Tuesday, September 08, 2009

Thinking Back on Boulder and Prayer Flags

Around 30 years ago, I lived in Boulder, Colorado for a spell. Except for a brief, one-day visit in 1991, I haven't been back there since.

Boulder was a remarkable town in those days. This was before the check-of-the-month club moved in, and they blocked off Pearl Street. Everybody knew everybody else, and there was that small, mountain town spirit, universally understood in the West, but difficult to describe -- one of those things you have to experience to understand.

When I passed through in 1991, I didn't recognize the place. I imagine it is all for the worse now. People tell me that Jon Benet thing ruined the town, but I really don't know. Usually, a town gets ruined for a whole lot more than just one reason, and the events that people think are so singular are just catalysts.

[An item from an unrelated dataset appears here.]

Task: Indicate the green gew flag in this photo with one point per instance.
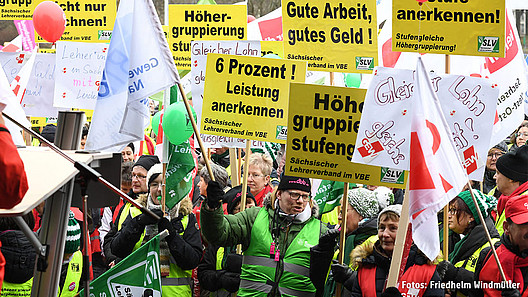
(328, 195)
(137, 275)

Anyway, I was relaxing in Boulder, doing a little climbing and so forth, and it was always my custom to string up prayer flags in the mountains. The problem was, the winds were always tearing them down, so I would have to go back up and re-string them, and after a while, this became tiresome.

So, I started doing what climbers all over the world do, which is cannibalize the gear to hang the prayer flags.

I don't technical climb anymore, but I still hang prayer flags. About the best thing I've found for that is what they call "nuts," as seen in the above photo. These come in different sizes and configurations, but they all work the same way. You wedge them in crevices in the rocks. They go in so tight that you need a special tool to remove them, and that is seen in the photo as well. One chief advantage these have is they are among the cheapest components you can find -- maybe $6.00 to $8.00 -- and you can buy them almost everywhere.

You can also use pitons, but they will rust out over time. Pitons were once the staple of rock climbing, but for some strange reason, they are getting more and more difficult to find. I suppose it has something to do with environmentalism. In the old days, you bashed them in and then left them for the next time. Pretty soon, all the popular climbing spots were like pincushions. The trend these days is to leave no trace, which apart from being environmentally sound is also safer.

There are a number of other anchors available, and the one you wind up using is dictated by the rock you're working with no less than your budget.

You send a loop or a runner out from one of these, and then tie the flags to the runner. It works really well.

Why do you go to all this trouble? Well, if you just tie the flags to a rock or something, the flags saw against the rock in the wind and break.

If you have the right sort of rock, and it is a traditional place for prayer flags, you can even do a permanent installation. You take a 3 pound drilling hammer and a star drill, then drill a hole for a bolt. You can use an expansion bolt or epoxy, or both. You definitely don't want to do this on public land.

By the way -- if you want to know which prayer flags last the longest, I would heartily recommend the ones from Radiant Heart.

We opened this post with a photograph of Boulder's famous Flatirons, which people have been climbing for decades now. In around 1977, a rather celebrated lama friend of mine came to visit me, and we sat out in that meadow you see in the foreground. We were discussing a naturalist's book I planned to write, which was along the lines of "A Day in the Life of A Field." We were having a good time doing that, when all of a sudden we spied a climber way up on the face of Number 3.

"There is a man who likes to make his own obstacles," the lama commented.

I have thought a lot about that remark ever since. I used to think that the sentence was incomplete, i.e., "There is a man who likes to make his own obstacles, for the pleasure of making his own solutions." But, as time went by, I came to the conclusion that we are all bewildered enough without believing in solutions.

You can throw a lot of metaphors off a mountain peak -- as many as sparks from a garuda's beak. Sooner or later you'll get tired of it, and the mountain can go back to being a mountain, and you can go back to being you.